Set Font, Bold and Italic for Pen Writing Block

Already did that

Because of antialiasing? Can't you just, you know, anything darker than 50% gray is black, anything lighter is white? Even if the width ends up a pixel or two off, it'll be better than monospace.

No, because of the process of making it higher def. It increases the size of the letters, making it hard to calculate,

Hmm. I'll have to read the code, but you can't increase resolution beyond what's actually in the bitmap! You could interpolate values to smooth out jaggies (which is also what antialiasing does). But in any case, okay, calculate the width before you make it bigger.

I save the text as big, and shrink it when im writing it.

Okay, this isn't done, but here's my partial attempt at variable spacing:


This is at 50% scale rather than 20% so the text is big enough to see. :~)

The thing that it took me forever to figure out, and I still don't really really understand, is that the rotation centers of your character costumes are at the right edge, on the baseline, and therefore... drumroll please... you have to do the CHANGE X BY before you do the STAMP. The result is that there's extra space to the left of that fancy capital Q (there weren't any space characters in the text, just "QiQiQi") but the "i"s go right where they should go. Similarly, there's too much space before the lower case "y" because of its fancy tail.

I'm thinking that the thing to do is compute the widths of only the parts of the costumes that are above the baseline. If you can figure out how to do that in the JS code you use to get the font, and store the above-baseline widths along with the costumes, that'd probably work well.

Why did you decide, by the way, to store the costumes in keyboard order instead of Unicode order? That would have made everything so much simpler!

The code:
https://snap.berkeley.edu/snap/snap.html#present:Username=bh&ProjectName=JS%20Free%20Customizable%20Write%20Block

P.S. I wrote a procedure to figure out the slant amount of a font by comparing the rightmost points near the top and near the bottom of the ! character. I thought I'd have to subtract that from the costume widths of italic fonts because the total costume width is greater than the baseline width, which is really what you want. But for some reason I don't understand, it works without that adjustment, and doesn't work with the adjustment. I can sort of see myself spending the next two years learning about fonts (on computers; I actually do know a thing or two about fonts in general because my high school had a print shop) the way I spent the last two years learning about colors.

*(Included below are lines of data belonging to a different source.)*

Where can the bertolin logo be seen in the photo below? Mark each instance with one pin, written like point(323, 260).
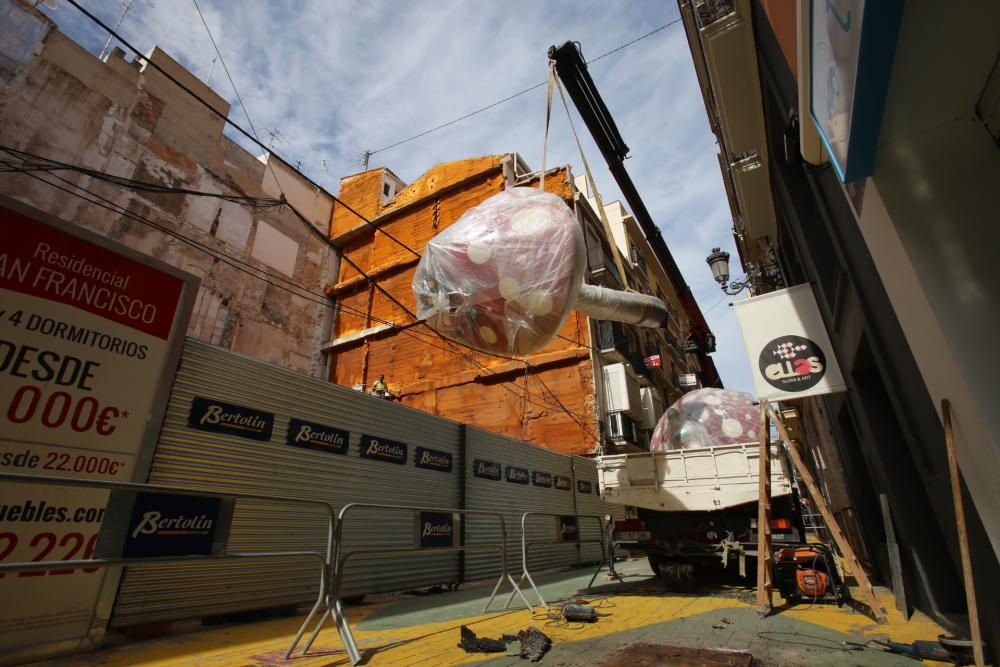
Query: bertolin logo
point(220, 417)
point(153, 523)
point(792, 363)
point(317, 436)
point(382, 449)
point(542, 479)
point(433, 459)
point(486, 469)
point(441, 530)
point(517, 475)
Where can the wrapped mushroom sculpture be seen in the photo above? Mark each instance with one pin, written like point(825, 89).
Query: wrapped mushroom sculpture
point(505, 276)
point(707, 418)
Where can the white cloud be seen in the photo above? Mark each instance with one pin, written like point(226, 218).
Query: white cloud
point(339, 77)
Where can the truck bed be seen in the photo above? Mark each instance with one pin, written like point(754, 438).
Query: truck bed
point(704, 479)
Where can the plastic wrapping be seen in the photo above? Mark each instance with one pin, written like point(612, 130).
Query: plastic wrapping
point(602, 303)
point(503, 278)
point(707, 418)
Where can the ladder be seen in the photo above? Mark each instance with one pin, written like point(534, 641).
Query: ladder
point(764, 547)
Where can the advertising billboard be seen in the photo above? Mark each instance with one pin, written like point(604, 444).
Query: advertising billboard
point(90, 335)
point(787, 345)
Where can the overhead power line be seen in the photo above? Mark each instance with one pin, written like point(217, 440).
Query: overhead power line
point(263, 275)
point(226, 119)
point(312, 229)
point(368, 154)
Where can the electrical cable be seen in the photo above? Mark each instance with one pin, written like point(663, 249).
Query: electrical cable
point(261, 273)
point(298, 214)
point(223, 116)
point(50, 166)
point(515, 95)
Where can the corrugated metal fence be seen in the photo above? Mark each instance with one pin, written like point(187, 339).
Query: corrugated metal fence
point(189, 455)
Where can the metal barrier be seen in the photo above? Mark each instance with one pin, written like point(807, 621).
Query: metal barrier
point(324, 559)
point(525, 546)
point(334, 608)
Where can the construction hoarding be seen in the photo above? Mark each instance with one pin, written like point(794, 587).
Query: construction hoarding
point(89, 339)
point(787, 345)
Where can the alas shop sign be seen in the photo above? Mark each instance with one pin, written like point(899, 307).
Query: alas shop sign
point(787, 345)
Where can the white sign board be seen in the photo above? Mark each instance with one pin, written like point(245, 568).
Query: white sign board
point(852, 45)
point(89, 337)
point(787, 345)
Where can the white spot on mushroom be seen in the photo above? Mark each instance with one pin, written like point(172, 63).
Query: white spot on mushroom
point(538, 304)
point(529, 221)
point(731, 428)
point(509, 288)
point(479, 253)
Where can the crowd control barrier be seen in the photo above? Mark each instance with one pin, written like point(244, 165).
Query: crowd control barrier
point(560, 539)
point(436, 542)
point(323, 558)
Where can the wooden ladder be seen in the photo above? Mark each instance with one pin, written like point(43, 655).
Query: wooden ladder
point(765, 550)
point(768, 413)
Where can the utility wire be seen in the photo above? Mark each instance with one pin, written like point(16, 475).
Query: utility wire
point(298, 214)
point(263, 275)
point(224, 117)
point(515, 95)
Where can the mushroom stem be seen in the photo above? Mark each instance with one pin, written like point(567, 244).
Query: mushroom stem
point(602, 303)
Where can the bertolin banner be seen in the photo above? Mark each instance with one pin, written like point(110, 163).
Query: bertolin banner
point(90, 335)
point(787, 345)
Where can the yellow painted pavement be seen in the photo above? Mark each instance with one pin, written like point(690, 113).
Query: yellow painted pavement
point(264, 643)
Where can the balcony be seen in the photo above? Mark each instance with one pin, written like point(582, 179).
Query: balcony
point(603, 270)
point(710, 11)
point(613, 342)
point(726, 33)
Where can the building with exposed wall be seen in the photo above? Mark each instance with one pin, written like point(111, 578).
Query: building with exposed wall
point(261, 268)
point(560, 397)
point(894, 226)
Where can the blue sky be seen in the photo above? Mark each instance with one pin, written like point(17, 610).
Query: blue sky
point(338, 77)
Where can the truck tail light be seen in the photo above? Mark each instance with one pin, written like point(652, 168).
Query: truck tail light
point(629, 524)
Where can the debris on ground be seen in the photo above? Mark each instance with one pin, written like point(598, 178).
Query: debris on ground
point(652, 655)
point(472, 644)
point(578, 612)
point(926, 650)
point(531, 643)
point(534, 643)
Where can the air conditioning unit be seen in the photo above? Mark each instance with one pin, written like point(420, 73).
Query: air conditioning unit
point(621, 427)
point(621, 391)
point(652, 407)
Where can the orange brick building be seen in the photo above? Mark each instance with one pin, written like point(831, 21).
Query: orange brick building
point(555, 400)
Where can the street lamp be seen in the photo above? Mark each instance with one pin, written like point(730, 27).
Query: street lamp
point(718, 261)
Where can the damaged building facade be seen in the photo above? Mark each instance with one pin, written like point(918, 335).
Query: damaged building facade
point(117, 146)
point(261, 268)
point(596, 385)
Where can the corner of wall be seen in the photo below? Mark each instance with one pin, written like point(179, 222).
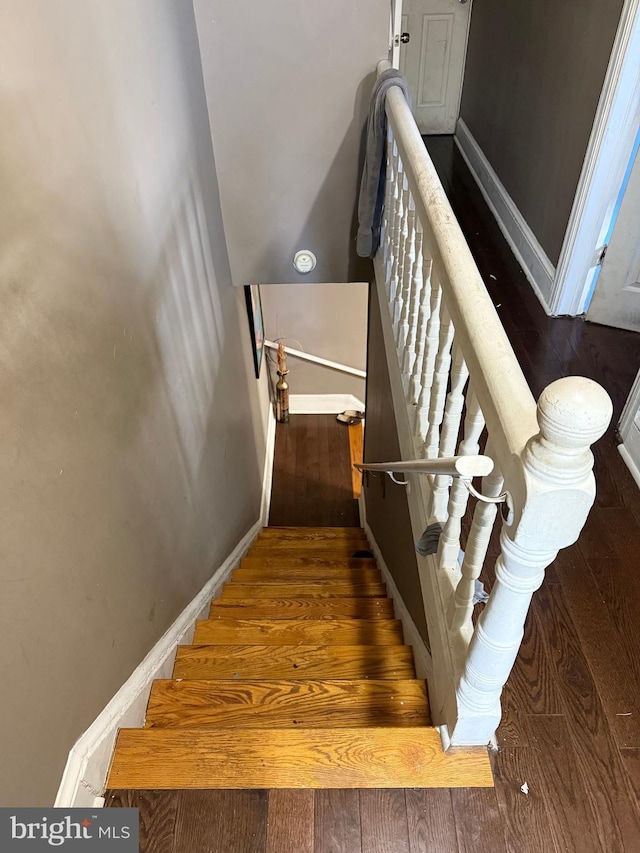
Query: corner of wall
point(537, 267)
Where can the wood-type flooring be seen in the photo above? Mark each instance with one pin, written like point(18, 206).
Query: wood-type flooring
point(571, 725)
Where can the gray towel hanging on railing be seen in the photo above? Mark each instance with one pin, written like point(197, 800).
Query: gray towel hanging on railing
point(371, 200)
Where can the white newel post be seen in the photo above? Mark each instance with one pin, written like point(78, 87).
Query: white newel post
point(552, 493)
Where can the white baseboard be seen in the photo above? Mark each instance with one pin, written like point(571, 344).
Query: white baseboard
point(630, 463)
point(422, 657)
point(323, 404)
point(88, 763)
point(536, 265)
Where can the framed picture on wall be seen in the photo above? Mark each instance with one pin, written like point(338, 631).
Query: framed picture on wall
point(256, 324)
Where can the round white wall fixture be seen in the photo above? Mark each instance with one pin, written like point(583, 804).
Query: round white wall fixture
point(304, 261)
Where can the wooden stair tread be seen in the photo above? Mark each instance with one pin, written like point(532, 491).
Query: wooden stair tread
point(306, 551)
point(384, 757)
point(286, 702)
point(307, 562)
point(285, 574)
point(319, 589)
point(340, 632)
point(302, 608)
point(300, 662)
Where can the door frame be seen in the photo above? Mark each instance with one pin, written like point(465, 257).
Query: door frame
point(630, 447)
point(604, 172)
point(395, 29)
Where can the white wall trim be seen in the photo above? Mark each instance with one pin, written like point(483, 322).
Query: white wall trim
point(610, 147)
point(536, 265)
point(422, 657)
point(323, 404)
point(316, 359)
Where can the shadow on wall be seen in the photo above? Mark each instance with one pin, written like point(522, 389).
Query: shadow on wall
point(130, 461)
point(329, 223)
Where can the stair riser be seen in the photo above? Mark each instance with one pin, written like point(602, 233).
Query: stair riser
point(280, 574)
point(354, 608)
point(326, 589)
point(287, 703)
point(294, 662)
point(342, 632)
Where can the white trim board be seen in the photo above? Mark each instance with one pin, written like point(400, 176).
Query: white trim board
point(536, 265)
point(88, 763)
point(422, 657)
point(601, 181)
point(323, 404)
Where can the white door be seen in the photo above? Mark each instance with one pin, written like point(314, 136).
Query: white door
point(433, 59)
point(616, 301)
point(630, 431)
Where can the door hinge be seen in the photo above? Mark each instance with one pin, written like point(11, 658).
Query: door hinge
point(600, 254)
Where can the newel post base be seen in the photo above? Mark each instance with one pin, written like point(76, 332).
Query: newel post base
point(552, 490)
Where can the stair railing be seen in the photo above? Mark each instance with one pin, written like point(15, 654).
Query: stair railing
point(455, 379)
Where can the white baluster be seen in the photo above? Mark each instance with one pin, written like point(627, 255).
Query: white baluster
point(439, 387)
point(551, 494)
point(449, 545)
point(387, 220)
point(397, 232)
point(408, 280)
point(429, 360)
point(450, 427)
point(421, 334)
point(403, 281)
point(410, 349)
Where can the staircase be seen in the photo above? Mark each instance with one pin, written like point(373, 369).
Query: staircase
point(299, 678)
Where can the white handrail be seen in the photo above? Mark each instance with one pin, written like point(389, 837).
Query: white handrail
point(465, 467)
point(483, 340)
point(316, 359)
point(453, 373)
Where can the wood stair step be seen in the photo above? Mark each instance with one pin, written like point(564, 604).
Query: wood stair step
point(340, 632)
point(292, 758)
point(263, 574)
point(303, 608)
point(335, 552)
point(321, 589)
point(308, 561)
point(287, 703)
point(242, 662)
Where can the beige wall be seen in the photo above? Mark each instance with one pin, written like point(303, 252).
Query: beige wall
point(292, 80)
point(386, 502)
point(131, 434)
point(328, 320)
point(533, 78)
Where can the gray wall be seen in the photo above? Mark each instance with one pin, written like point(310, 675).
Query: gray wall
point(533, 78)
point(292, 81)
point(131, 432)
point(329, 320)
point(386, 502)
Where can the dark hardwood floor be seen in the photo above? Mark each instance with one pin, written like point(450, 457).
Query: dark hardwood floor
point(312, 474)
point(571, 725)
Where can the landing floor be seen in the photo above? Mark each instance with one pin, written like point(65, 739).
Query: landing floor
point(572, 706)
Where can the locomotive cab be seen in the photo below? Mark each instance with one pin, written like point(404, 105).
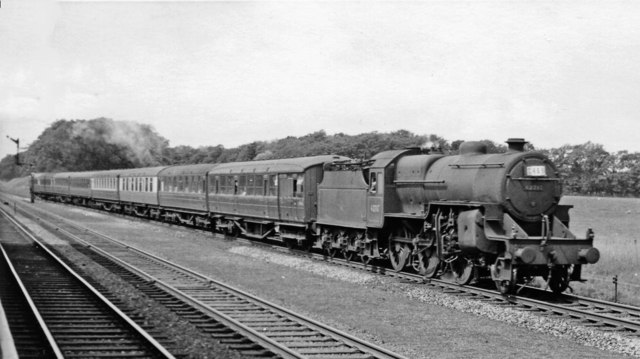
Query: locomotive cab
point(486, 216)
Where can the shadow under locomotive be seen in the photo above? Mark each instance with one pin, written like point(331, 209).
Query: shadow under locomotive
point(474, 215)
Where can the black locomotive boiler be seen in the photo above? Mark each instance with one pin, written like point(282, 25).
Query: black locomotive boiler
point(459, 217)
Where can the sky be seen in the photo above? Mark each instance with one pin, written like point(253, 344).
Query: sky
point(207, 73)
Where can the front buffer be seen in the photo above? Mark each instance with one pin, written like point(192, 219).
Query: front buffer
point(551, 251)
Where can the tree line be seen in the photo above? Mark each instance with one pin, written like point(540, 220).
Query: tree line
point(101, 144)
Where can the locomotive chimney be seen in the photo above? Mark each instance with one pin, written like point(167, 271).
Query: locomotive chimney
point(516, 144)
point(473, 147)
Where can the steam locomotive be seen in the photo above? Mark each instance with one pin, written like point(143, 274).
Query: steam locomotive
point(471, 216)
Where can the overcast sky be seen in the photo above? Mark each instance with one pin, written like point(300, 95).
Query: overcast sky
point(208, 73)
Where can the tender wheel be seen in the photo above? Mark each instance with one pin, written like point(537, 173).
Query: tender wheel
point(462, 269)
point(559, 281)
point(398, 255)
point(330, 251)
point(347, 254)
point(504, 286)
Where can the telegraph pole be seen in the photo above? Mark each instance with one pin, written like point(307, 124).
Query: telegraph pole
point(17, 141)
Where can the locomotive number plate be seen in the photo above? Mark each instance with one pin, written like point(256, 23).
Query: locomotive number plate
point(536, 171)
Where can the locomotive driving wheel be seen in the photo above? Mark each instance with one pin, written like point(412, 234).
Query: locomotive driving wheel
point(503, 285)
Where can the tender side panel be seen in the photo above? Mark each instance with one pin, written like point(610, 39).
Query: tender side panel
point(342, 199)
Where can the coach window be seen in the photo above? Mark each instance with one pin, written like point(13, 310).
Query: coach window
point(373, 182)
point(242, 185)
point(250, 185)
point(273, 185)
point(298, 188)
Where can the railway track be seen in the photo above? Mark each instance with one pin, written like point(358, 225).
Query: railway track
point(62, 315)
point(201, 298)
point(590, 312)
point(603, 315)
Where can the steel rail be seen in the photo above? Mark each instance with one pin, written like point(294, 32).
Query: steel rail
point(150, 340)
point(32, 306)
point(602, 318)
point(338, 335)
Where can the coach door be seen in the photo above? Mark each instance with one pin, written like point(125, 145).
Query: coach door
point(375, 195)
point(291, 196)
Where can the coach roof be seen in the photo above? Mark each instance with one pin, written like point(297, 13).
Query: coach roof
point(286, 165)
point(187, 170)
point(141, 172)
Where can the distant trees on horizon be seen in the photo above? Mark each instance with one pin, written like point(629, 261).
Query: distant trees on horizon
point(102, 144)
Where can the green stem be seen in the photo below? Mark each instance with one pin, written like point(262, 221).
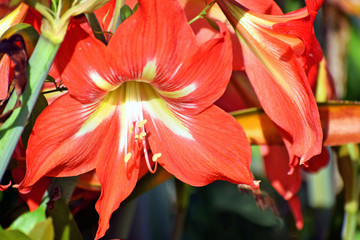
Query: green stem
point(116, 20)
point(38, 68)
point(348, 166)
point(95, 26)
point(203, 13)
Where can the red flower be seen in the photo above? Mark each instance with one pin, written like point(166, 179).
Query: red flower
point(276, 50)
point(152, 88)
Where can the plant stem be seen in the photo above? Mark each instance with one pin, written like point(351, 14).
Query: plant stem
point(38, 68)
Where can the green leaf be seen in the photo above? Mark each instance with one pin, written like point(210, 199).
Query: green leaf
point(26, 222)
point(43, 230)
point(64, 224)
point(10, 131)
point(40, 105)
point(13, 235)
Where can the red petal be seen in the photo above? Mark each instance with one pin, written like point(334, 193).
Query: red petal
point(317, 162)
point(296, 113)
point(276, 160)
point(53, 147)
point(82, 64)
point(146, 37)
point(202, 79)
point(239, 94)
point(295, 207)
point(117, 180)
point(203, 148)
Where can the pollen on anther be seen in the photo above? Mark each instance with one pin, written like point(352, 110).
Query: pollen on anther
point(156, 156)
point(142, 135)
point(127, 157)
point(142, 123)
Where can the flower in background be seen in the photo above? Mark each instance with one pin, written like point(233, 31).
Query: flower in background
point(146, 97)
point(277, 49)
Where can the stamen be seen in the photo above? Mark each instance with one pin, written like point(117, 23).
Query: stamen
point(156, 156)
point(127, 157)
point(142, 123)
point(142, 135)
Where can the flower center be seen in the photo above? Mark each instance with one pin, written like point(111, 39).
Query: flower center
point(133, 132)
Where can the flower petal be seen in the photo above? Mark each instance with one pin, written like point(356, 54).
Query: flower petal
point(276, 160)
point(199, 149)
point(198, 83)
point(82, 64)
point(59, 145)
point(116, 178)
point(296, 114)
point(295, 207)
point(157, 47)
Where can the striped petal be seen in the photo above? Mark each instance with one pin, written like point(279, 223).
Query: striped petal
point(82, 64)
point(276, 160)
point(202, 78)
point(65, 140)
point(276, 72)
point(198, 149)
point(117, 178)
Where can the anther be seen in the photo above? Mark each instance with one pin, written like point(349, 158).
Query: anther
point(142, 123)
point(142, 135)
point(127, 157)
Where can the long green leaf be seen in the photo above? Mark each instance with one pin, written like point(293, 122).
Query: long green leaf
point(10, 131)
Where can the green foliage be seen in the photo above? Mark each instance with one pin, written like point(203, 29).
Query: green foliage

(I guess I should add that my first real job after college was doing computerized typesetting of mathematical text, back before everyone had a 600dpi printer on their desk. I wrote code to position things like the radix in a cube-root (etc) sign correctly. I also invented something like the Unix shell pipe (|) feature, before there was Unix. It was fun.)

Once we get the basic spacing down, we get to think about kerning. If you have characters that line up just right, e.g., in the string "AW," they should be typeset with the costumes overlapping a little, since the part of the A that sticks out to the right doesn't overlap the part of the W that sticks out to the left. If you try printing STRAWBERRY in all caps, you'll see that the spacing doesn't look right without kerning. (That's what overlapping in these cases is called.) It's even worse when you're typesetting mathematics and you get something like L², for which the L and the 2 should overlap a lot. (But not too much; you could fit the entire 2 inside the L, but it has to stick out to the right of the L enough so that it's visually clear that the 2 comes after the L.)

Sorry, I'm a teacher, I get into these teaching moods... :~/

What was this? I don't mind reading the explanations written in a teaching mode.

(Gee, I haven't realized that you wrote 'mood(s)', not 'mode', until I started writing the reply.)

Oh, the typesetting process involved a bunch of steps, each of which was a separate program with an input and an output. It was my boss who invented the technique to connect the output from one to the input to another, but I wrote the command language that let you say what to connect to what. In the Unix shell you say

foo < inputfile | bar | garply > outputfile

where each of those is a program, foo takes its input from a file, but its output is connected to the input of bar, etc. That's not the notation I used, which I'm afraid I no longer remember.

Can't wait to learn about matrixes in school. (not sarcasm) :smiley: this code is genius.

Does each variable stand for something like BI = bold italic?

Well, here is my code (fixed by bh. Thanks!):
https://snap.berkeley.edu/snap/snap.html#present:Username=bh&ProjectName=JS%20Free%20Customizable%20Write%20Block

I'm crediting you both for my project. Unfortunately, for reasons the make sense, I can't put both your codes as solutions. : (

You can quote both and say it was a solution!

Oh yeah!

This is the solution. Thanks to @bh and @joecooldoo VERY MUCH for this. I think it will be helpful for everyone.

I said I was working on it.

If its going smaller, fine. But going Larger, It will get blurrier

The initial B is for Baskerville (my favorite typeface). So BI is Baskerville Italic, and BBI is Baskerville Bold Italic.

You're welcome. Are you going to try to get the widths only above the baseline? (I don't know how to determine where the baseline is... Oh wait, yes I do, because the rotation center is on the baseline! Aha, maybe I can do this... unless you'd rather?